Overall number of cases of people infected increases to 97

New York City officials said Wednesday that another person had died of Legionnaires’ disease, bringing to eight the death toll in the outbreak, which is based in the South Bronx.

The overall number of cases of people who contracted the bacterial infection also increased—to 97, according to the Department of Health and Mental Hygiene. Of these, 92 have been hospitalized and 48 have now been treated and discharged, the department said.

The city dates the outbreak to July 10 and to cooling towers atop large buildings. The towers emit a mist that can transmit the bacteria onto people below. The city tested 17 cooling towers and found the bacteria in five, all of which have been decontaminated, officials said.

City officials have established a Cooling Tower Task Force to track the progress of cooling-tower sampling and monitor the disinfection process. They also have set up a call center for public reporting of possible cooling-tower locations.

Long-term plans for the maintenance of the five cooling towers that tested positive are due Friday, they said.

The city has been criticized for its response to the outbreak, which has stirred anxiety in the South Bronx. Mayor Bill de Blasio said Tuesday his administration would introduce legislation to create new inspection standards for cooling towers and require building owners to register the structures with the city.

Officials have described Legionnaires’ disease as a type of pneumonia, with symptoms including fever, cough and shortness of breath.
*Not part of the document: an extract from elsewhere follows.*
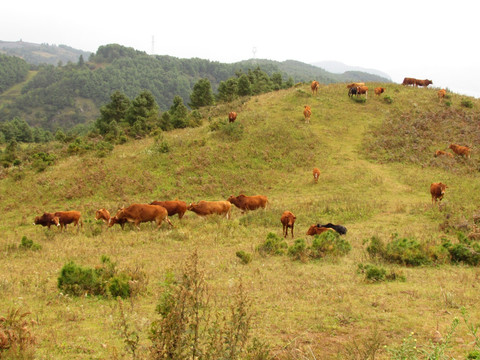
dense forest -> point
(67, 95)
It cannot spread from person to person, and city drinking water is safe, they said.

The disease, which the federal Centers for Disease Control and Prevention estimates hospitalizes 8,000 to 18,000 people a year in the U.S., is more common in the summer.

“When air conditioning is used a lot, the opportunity for cool water to turn into hot water increases, and that creates a potential setting in which this bacteria can flourish,”Mary Bassett, the city’s health commissioner, said at a news conference.
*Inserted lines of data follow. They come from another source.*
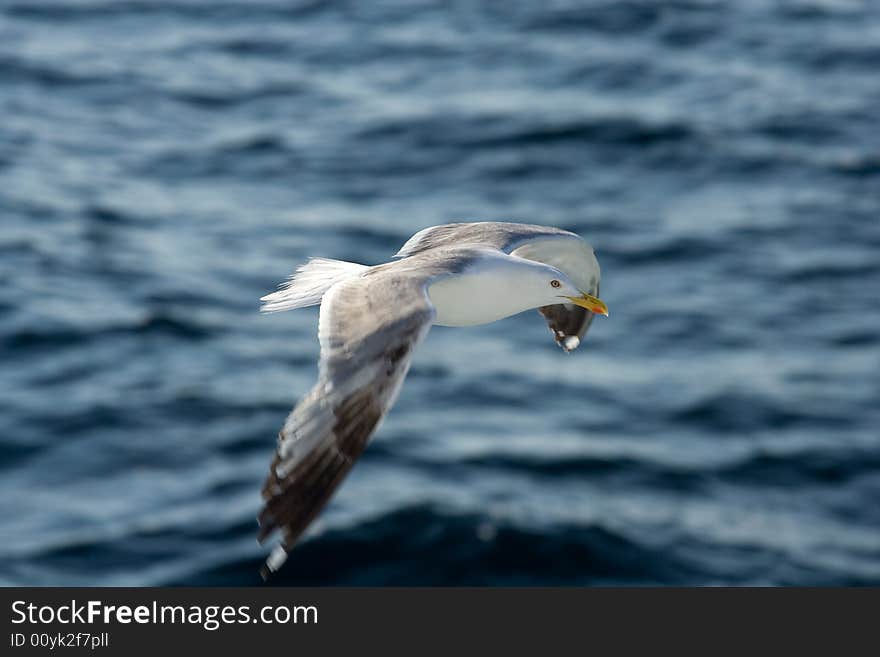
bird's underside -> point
(370, 322)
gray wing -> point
(499, 235)
(568, 323)
(368, 328)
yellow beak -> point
(591, 303)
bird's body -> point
(372, 318)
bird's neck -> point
(479, 296)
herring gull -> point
(372, 318)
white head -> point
(540, 284)
(498, 286)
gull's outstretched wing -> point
(553, 246)
(368, 328)
(499, 235)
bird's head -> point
(556, 287)
(572, 309)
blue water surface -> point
(164, 163)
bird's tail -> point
(307, 285)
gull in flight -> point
(372, 319)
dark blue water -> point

Legionnaires’ disease got its name after more than 100 attendees at a 1976 American Legion convention at a Philadelphia hotel got the disease.

Major recent outbreaks have included 182 confirmed cases in Quebec City in 2012, and 334 cases in Portugal in 2014, according to medical journals. Recent U.S. outbreaks include one at Veterans Affairs Pittsburgh Healthcare System, which resulted in 22 cases, including six deaths, and an outbreak at a U.S. military base that yielded 29 cases.

New York’s current outbreak is the largest in the city’s history, officials have said. It is among the largest outbreaks in the U.S. in recent years, said Preeta Kutty, a medical epidemiologist at the CDC.